Gehfußball (Walking Football) ist eine gesundheitsfördernde Alternative zum klassischen Fußball, bei der verletzungsfreier Spaß und Fairness im Vordergrund stehen.
Fortbewegung
Die wichtigste Grundregel betrifft die Fortbewegung: Jegliches Rennen, Laufen und Joggen ist strengstens untersagt. Für die erlaubte Bewegung müssen die typischen Merkmale des Gehens erfüllt sein. Das bedeutet, dass in der sogenannten „Doppelstützphase“ beide Füße gleichzeitig den Boden berühren, der Schwung nach vorne erfolgt über das gestreckte Standbein.
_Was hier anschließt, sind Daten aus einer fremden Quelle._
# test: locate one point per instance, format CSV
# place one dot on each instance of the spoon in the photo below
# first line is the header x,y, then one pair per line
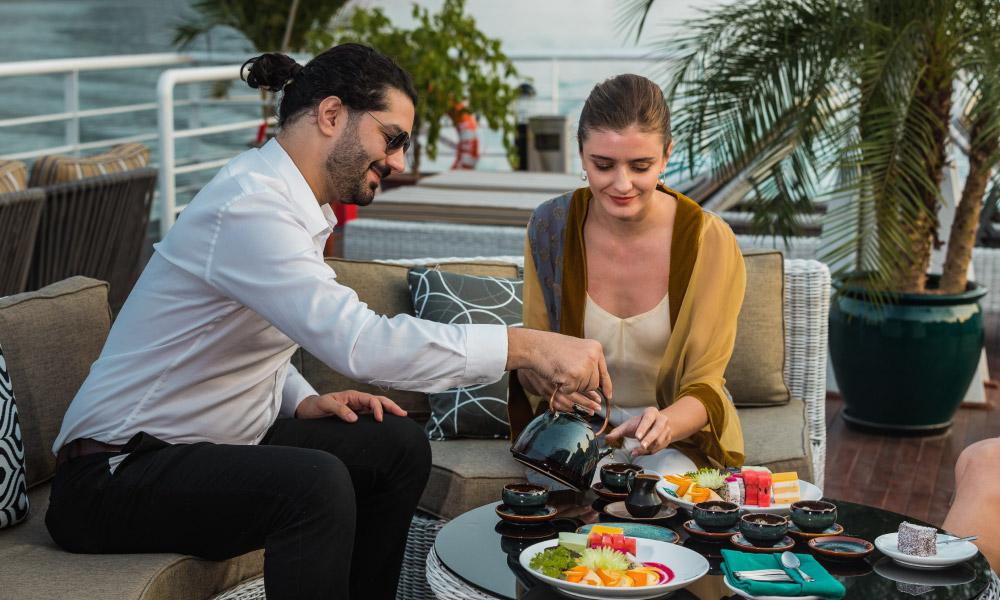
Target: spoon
x,y
790,561
968,539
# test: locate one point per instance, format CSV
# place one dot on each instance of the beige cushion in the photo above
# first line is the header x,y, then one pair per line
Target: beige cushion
x,y
50,338
13,176
33,567
776,437
384,288
466,474
755,374
58,168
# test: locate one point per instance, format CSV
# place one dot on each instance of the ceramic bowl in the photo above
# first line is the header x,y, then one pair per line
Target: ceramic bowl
x,y
716,515
763,528
615,476
524,498
813,515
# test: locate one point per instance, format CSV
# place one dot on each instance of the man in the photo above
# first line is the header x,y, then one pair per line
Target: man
x,y
194,434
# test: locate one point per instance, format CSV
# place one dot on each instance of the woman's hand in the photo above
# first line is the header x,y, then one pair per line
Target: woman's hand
x,y
346,405
651,428
538,385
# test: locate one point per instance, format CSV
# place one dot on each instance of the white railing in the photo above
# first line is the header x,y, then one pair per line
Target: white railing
x,y
184,69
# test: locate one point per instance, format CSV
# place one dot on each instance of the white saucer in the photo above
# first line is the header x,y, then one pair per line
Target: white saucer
x,y
743,594
948,554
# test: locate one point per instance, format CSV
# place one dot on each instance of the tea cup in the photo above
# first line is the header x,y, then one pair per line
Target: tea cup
x,y
617,477
524,498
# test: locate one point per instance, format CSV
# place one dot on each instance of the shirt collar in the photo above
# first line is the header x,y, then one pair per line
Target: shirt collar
x,y
319,219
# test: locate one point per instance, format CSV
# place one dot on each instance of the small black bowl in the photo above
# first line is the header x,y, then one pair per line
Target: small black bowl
x,y
715,515
524,498
813,515
763,529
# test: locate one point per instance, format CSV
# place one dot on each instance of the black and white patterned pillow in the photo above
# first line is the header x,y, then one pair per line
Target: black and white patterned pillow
x,y
13,490
478,411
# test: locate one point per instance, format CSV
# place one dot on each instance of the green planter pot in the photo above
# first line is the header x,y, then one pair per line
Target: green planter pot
x,y
906,365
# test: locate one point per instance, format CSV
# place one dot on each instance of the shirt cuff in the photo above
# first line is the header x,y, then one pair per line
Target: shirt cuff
x,y
486,353
293,392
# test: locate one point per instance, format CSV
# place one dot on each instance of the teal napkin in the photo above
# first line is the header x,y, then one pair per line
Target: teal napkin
x,y
825,585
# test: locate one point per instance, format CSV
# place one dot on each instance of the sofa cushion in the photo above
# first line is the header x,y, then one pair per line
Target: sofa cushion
x,y
13,176
480,410
58,168
50,338
33,567
776,437
755,374
468,473
13,490
383,287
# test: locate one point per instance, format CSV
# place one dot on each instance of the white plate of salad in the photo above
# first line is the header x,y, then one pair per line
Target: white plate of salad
x,y
663,566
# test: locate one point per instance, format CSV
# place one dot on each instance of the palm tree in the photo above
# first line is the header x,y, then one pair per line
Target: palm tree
x,y
857,93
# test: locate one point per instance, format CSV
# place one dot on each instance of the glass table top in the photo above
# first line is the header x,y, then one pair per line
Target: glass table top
x,y
483,550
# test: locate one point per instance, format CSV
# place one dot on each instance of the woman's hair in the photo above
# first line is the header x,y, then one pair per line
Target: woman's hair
x,y
623,101
356,74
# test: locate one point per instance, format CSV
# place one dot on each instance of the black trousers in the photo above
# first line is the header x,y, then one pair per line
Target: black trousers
x,y
329,501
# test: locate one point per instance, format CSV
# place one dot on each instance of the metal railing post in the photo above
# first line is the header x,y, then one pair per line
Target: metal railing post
x,y
71,100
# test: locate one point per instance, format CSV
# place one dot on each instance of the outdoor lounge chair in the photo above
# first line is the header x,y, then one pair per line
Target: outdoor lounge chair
x,y
19,215
95,227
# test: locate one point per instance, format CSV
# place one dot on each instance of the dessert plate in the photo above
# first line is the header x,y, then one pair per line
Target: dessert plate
x,y
947,554
639,530
807,491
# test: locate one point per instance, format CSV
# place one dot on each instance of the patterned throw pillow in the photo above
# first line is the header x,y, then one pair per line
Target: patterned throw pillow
x,y
478,411
57,168
13,490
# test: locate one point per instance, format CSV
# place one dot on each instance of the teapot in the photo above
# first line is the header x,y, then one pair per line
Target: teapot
x,y
562,445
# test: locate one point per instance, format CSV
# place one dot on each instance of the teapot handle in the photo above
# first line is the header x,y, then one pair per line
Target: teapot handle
x,y
581,412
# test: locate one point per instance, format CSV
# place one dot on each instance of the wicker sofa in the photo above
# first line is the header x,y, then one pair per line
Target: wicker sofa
x,y
51,336
467,473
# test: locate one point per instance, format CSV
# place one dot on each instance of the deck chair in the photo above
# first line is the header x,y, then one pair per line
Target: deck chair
x,y
19,215
95,227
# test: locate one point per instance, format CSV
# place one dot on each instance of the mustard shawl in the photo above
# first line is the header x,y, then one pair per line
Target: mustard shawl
x,y
706,287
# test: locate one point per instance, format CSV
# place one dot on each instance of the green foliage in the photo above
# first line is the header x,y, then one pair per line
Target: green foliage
x,y
451,63
262,22
795,94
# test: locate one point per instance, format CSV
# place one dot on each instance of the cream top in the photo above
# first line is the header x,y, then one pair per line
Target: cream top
x,y
633,348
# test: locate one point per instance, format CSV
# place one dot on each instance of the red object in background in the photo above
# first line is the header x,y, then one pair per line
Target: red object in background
x,y
344,213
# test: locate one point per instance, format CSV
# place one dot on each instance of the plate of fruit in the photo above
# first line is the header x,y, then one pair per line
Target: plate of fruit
x,y
754,489
581,566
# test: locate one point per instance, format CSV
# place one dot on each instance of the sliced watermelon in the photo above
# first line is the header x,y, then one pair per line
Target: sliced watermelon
x,y
630,546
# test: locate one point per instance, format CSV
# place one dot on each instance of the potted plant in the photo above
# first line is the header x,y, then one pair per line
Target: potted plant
x,y
456,69
860,95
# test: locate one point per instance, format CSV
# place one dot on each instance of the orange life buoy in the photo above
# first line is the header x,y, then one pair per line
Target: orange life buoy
x,y
467,152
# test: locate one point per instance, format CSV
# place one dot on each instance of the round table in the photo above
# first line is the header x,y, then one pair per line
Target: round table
x,y
476,556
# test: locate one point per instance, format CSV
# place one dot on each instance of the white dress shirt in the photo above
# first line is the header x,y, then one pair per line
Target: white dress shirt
x,y
200,351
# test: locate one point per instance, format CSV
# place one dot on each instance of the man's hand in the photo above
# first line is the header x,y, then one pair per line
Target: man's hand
x,y
576,365
540,386
651,428
345,405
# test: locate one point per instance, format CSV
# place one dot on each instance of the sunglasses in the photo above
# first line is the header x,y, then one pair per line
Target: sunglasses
x,y
400,140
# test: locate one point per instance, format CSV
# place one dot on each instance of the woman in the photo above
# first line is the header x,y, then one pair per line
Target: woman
x,y
647,273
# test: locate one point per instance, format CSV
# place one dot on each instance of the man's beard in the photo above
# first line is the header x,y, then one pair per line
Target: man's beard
x,y
347,168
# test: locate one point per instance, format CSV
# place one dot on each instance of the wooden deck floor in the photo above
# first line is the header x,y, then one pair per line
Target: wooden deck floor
x,y
914,476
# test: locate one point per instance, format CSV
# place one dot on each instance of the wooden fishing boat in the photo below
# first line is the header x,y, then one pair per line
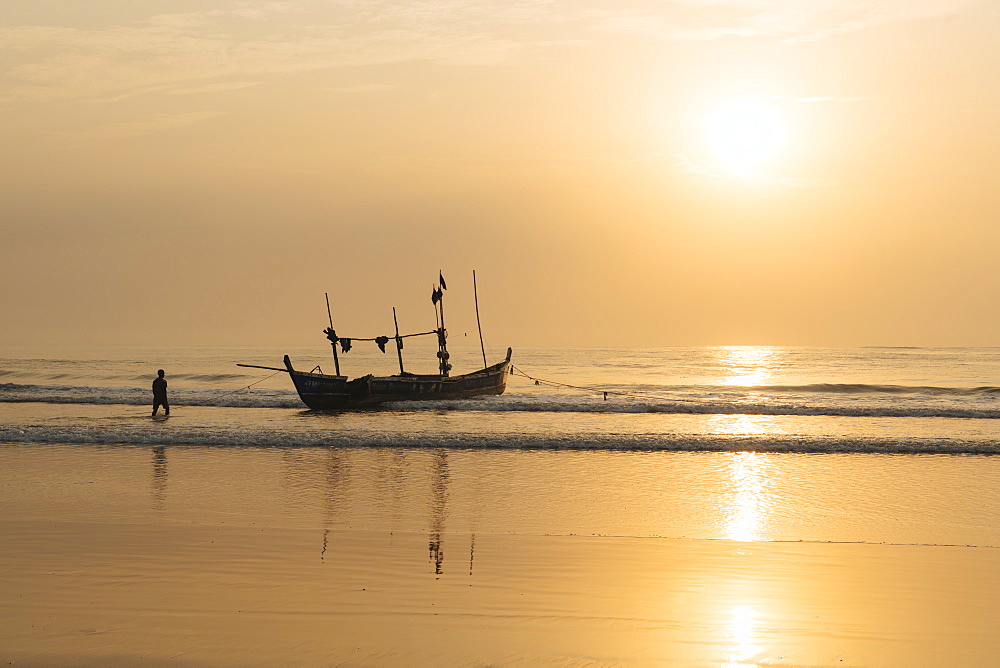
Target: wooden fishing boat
x,y
321,391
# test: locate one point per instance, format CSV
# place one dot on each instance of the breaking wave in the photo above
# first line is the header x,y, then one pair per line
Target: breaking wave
x,y
854,401
158,433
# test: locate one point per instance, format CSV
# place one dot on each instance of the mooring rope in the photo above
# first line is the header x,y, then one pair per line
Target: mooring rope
x,y
634,394
247,387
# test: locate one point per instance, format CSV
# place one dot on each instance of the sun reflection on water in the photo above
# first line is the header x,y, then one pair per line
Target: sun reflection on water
x,y
748,506
747,365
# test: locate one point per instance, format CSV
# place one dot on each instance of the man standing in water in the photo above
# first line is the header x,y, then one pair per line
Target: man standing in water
x,y
160,394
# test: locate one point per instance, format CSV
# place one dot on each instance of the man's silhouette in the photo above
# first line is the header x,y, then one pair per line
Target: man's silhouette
x,y
160,394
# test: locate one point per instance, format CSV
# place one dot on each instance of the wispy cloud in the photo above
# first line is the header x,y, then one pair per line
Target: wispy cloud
x,y
248,40
138,128
790,21
684,164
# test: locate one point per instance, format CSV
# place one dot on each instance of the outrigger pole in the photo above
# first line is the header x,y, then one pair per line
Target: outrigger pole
x,y
475,295
333,341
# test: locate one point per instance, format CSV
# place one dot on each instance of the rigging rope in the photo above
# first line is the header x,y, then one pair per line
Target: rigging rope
x,y
635,394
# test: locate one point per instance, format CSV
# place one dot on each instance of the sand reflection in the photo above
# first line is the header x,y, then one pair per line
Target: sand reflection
x,y
748,505
159,482
743,636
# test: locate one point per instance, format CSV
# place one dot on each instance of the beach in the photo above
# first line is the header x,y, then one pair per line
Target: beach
x,y
189,555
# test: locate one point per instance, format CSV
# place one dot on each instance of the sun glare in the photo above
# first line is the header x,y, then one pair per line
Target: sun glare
x,y
745,134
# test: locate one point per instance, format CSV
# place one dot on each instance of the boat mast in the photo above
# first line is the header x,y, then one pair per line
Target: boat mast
x,y
332,335
399,341
475,295
442,332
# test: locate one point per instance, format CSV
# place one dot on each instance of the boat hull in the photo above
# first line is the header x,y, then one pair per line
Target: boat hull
x,y
324,392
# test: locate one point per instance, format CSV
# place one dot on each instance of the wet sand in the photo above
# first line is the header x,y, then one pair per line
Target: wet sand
x,y
235,557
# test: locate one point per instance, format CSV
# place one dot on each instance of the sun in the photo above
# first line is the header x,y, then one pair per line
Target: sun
x,y
746,134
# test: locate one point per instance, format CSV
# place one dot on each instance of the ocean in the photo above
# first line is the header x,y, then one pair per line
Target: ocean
x,y
761,399
723,506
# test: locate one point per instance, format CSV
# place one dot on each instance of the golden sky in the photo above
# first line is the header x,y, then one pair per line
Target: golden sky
x,y
642,172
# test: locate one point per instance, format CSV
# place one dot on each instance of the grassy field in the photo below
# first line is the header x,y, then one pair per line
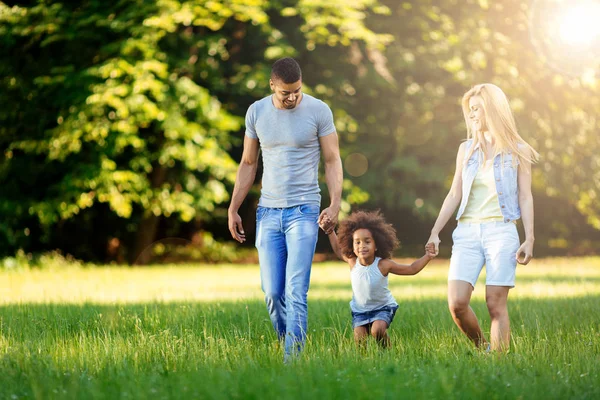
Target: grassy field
x,y
203,332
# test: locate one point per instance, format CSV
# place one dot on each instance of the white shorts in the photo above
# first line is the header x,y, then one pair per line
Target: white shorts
x,y
494,244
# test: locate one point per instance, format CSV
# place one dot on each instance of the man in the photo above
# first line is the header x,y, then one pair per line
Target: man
x,y
291,129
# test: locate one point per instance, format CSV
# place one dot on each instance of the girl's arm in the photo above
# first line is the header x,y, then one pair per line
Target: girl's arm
x,y
336,249
388,266
451,201
526,205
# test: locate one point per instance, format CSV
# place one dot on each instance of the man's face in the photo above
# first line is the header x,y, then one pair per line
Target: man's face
x,y
287,95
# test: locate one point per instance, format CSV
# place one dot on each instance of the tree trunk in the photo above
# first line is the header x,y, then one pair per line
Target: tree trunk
x,y
149,225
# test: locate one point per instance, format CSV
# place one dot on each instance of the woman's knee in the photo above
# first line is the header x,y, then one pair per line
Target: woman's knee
x,y
496,303
458,306
379,330
497,309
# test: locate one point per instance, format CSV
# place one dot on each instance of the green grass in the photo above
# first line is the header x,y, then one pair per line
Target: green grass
x,y
203,332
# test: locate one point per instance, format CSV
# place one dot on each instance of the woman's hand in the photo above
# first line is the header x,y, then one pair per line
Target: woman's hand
x,y
435,240
527,250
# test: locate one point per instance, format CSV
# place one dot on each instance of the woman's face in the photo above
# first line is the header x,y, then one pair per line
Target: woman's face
x,y
364,246
476,114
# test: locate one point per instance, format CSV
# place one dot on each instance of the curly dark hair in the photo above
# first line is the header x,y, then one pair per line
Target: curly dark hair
x,y
287,70
383,233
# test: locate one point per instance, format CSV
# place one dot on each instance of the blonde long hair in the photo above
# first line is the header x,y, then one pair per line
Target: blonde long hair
x,y
500,122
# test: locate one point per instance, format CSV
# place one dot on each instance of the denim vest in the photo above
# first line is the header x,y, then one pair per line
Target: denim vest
x,y
505,175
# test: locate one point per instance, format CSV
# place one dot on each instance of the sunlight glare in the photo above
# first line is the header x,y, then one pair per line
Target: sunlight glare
x,y
580,26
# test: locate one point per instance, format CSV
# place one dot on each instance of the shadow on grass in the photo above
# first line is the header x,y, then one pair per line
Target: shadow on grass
x,y
232,320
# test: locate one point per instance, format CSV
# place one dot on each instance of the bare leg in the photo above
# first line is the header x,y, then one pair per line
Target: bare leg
x,y
496,298
360,335
379,332
459,297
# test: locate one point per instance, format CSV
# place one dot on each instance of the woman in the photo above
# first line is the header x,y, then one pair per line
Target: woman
x,y
492,186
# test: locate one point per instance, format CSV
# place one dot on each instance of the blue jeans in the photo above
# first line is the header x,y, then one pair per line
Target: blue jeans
x,y
286,240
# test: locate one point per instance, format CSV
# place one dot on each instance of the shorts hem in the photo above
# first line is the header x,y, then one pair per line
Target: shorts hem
x,y
462,280
509,284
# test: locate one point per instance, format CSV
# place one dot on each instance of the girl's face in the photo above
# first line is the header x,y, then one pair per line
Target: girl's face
x,y
364,246
476,114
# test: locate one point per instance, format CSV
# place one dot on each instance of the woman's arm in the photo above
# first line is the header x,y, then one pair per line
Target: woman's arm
x,y
388,266
451,201
526,205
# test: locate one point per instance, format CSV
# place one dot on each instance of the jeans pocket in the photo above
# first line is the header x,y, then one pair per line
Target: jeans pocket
x,y
309,209
261,212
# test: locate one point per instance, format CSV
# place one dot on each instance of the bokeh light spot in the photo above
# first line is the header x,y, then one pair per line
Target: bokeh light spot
x,y
356,164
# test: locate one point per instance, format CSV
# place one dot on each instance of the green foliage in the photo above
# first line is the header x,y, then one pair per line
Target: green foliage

Hingegen fungiert beim Laufen das gebeugte Standbein als Feder, welche in einer Art Sprung die Energie freisetzt; beim Laufen ist stets ein Bein in der Luft. Wird von einem Spieler dennoch gelaufen, führt dies zu einem indirekten Freistoß für die gegnerische Mannschaft.
Zweikampfführung
Ein weiterer zentraler Aspekt des Regelwerks betrifft die Zweikampfführung: Körperkontakt ist weitestgehend zu vermeiden. Gehfußball wird grundsätzlich als weitgehend kontaktloses Spiel ausgetragen, um das Verletzungsrisiko zu minimieren. Aus diesem Grund sind auch Angriffe auf den ballführenden Gegenspieler von hinten oder von der Seite komplett verboten. Der Versuch der Balleroberung darf nur frontal und ohne physischen Druck erfolgen; Grätschen (Sliding Tackles) sind absolut tabu.
Weitere Bestimmungen
Zusätzlich gelten in der Regel folgende Bestimmungen: Der Ball darf nur flach gespielt werden und nicht über Hüfthöhe fliegen. Es wird ohne Abseits und ohne Torwart auf kleinere Tore gespielt. Der Torraum darf zum Torschuss oder dessen Verhinderung nicht betreten werden. Wenn der Ball das Spielfeld über die Seitenauslinie verlässt, wird er an gleicher Stelle vom berechtigten Spieler flach eingekickt. Bei mannschaftlichen Vergleichen sind in der Regel pro Team 6 Spieler auf dem Feld. Die Wechsel der Spieler erfolgen fliegend. Empfohlen werden 4×15 Minuten Spielzeit.